TERESIA NJERI v SOKO HURU TRAVELLERS LTD [2006] KEHC 3406 (KLR)
Full Case Text
REPUBLIC OF KENYA
IN THE HIGH COURT OF KENYA
AT NAKURU
Civil Appeal 19 of 2006
[Being an appeal from the Judgement of Mr. N. N. Njagi – S.R.M. in Senior Principal Magistrate’s Court at Naivasha – SPMCC No. 924 of 2005 dated 2nd February, 2006]
TERESIA NJERI…………………………….........................………………….APPELLANT
VERSUS
SOKO HURU TRAVELLERS LTD………….........................………….…RESPONDENT
RULING
The applicant in the Notice of Motion dated 21st February, 2006 was the defendant in Naivasha SPMCC NO. 924 of 2005.
By a Judgement delivered in the above suit, the plaintiff’s suit was allowed and an order of permanent injunction restraining the defendant by herself, servants, agents, assigns and/or employees and anyone else claiming under her from interfering with the operation of the plaintiff Company.
Being aggrieved with the above decree the applicant filed an appeal against the decision and simultaneously with the filing of the appeal filed this Notice of Motion whereby the applicant is seeking for orders of stay of execution of the above decree.
The grounds advanced in support of the order sought are that the applicant is threatened with execution unless the order of stay is granted. Secondly, unless the stay order is issued the appeal shall be rendered nugatory. Moreover during the hearing of the matter before the subordinate court, the applicant was granted an order of injunction which was later vacated. The execution would lock out the applicant from her passenger transportation business which is her sole source of income and that would occasion her great suffering.
Those grounds are further expounded by the supporting affidavit of the applicant and by he arguments of counsel for the applicant. Counsel submitted that the applicant’s appeal has overwhelming chances of success as there are many glaring errors on the judgments which is not based on evidence. Particular emphasize was placed on the evidence by the plaintiff’s witness who said the cause of action arose on 10th August, 2005 while the pleadings state that the cause of action arose on 9th August, 2005.
On the part of respondent this application was opposed as lacking merit for failure to comply with the mandatory provisions of order XLI rule 4(1) of the Civil Procedure. The Rules are clear that the application for stay should first be made in the first Court which delivered the judgement.

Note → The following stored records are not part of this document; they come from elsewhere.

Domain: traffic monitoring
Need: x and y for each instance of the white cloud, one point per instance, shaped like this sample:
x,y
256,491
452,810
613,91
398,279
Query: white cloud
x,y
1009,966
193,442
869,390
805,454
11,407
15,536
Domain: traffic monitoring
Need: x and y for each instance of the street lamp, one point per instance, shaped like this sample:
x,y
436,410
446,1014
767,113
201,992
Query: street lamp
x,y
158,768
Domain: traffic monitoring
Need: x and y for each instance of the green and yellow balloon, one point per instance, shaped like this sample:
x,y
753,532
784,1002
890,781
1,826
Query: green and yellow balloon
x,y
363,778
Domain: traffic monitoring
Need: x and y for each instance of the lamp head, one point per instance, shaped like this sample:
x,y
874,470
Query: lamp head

The Provisions of Order 41 Rule 4(1) are clear and state as follows:-
“No appeal or second appeal shall operate as a stay of execution or proceedings under a decree or order appealed from except in so far as the court appealed from may order but the court appealed from may for sufficient cause order stay of execution of such decree or order and whether the application for such stay shall have been granted or refused by the court appealed from, the court to which such appeal is preferred shall be at liberty, on application being made, to consider such application and to make such order thereon as may to it seem just, and any person aggrieved by an order of stay made by the court from whose decision the appeal is preferred may apply to have such order set aside.”
Apart from the applicant failing to make the application before the court that issued the decree. This court has to satisfy two conditions that is, the applicant must establish that substantial loss may result unless the order is made and there must be security for due performance which is ultimately binding on the applicant.
I have carefully considered the effect of the decree which essentially is an order of injunction restraining the applicant from interfering with the operation of the plaintiff company. I am not satisfied that this order is capable of causing the applicant a loss of livelihood as it does not mention the respondents parking bay or transport business. Moreover this was an order that was issued after a full hearing of the case. More importantly the applicant has not complied with the mandatory provisions of order 41 4(1) of the Civil Procedure Rules. Besides, no security that would bind the applicant has been provided to this court.
Considering all the above, I find no merit in this application.
Accordingly, the application is hereby dismissed with costs to the respondent.
It is so ordered.
Ruling read and signed at Nakuru on 9th day of August, 2006.
MARTHA KOOME
JUDGE
9. 8.2006
Before: Martha Koome – Judge
Mwiti: Court Clerk
Kayai for the appellant/applicant
Kurgat for the respondents
Ruling read and signed at Nakuru on 9th day of August, 2006.